In Kent’s earlier book, Heretic’s Daughter a young girl loses her mother to the notorious witch trials. Her father has a mysterious past–in this book we learn what that was.
The Wolves of Andover is about two different kinds of wolves–the wild ones and the human ones. Settlers in New England in the seventeenth century contended with many natural hazards–wild animals, smallpox, weather, crop failure, to name a few. But author Kathleen Kent uses her gift of vivid detail to make clear that the hazards from fellow humans were much more dangerous in the struggle to survive.
This story ties English history with Colonial history. The two of course were closely entwined during this period, a fact that does not come through in much of the American history taught in classrooms. Thomas Morgan, the man with the mysterious past in The Heretic’s Daughter, was involved in the English Civil War in which the king of England, Charles I, lost his head.

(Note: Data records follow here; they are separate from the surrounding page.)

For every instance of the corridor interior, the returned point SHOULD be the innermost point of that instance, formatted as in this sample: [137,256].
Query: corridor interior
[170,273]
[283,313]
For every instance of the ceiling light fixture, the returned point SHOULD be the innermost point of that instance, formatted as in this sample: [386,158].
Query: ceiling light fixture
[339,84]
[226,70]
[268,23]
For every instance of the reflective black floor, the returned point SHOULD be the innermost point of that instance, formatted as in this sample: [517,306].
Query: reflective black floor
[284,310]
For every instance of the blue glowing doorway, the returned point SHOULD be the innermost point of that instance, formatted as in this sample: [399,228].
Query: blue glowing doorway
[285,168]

The reader and the young woman who becomes his wife (and the accused witch in The Heretic’s Daughter), slowly uncover the part he played…the description that Martha eventually writes down is stunning and totally believable, even as a fictionalized account.
There is much violence, vividly depicted, in this book. It is definitely for mature readers. The history may be harder to follow for teen readers than Kent’s earlier book, simply because it is much more unfamiliar territory than the Salem witch trials. But if a teen reader liked The Heretic’s Daughter, I wholeheartedly recommend this book. By the end, the history becomes very clear and the reader gains a vivid perspective of the interconnectedness of England and its American colonies.
I loved both these books. But I love this period and place in history–I have a deep question in my psyche about why we left England and came here–so reading historical fiction as good as this is a treat I only yearn for more of.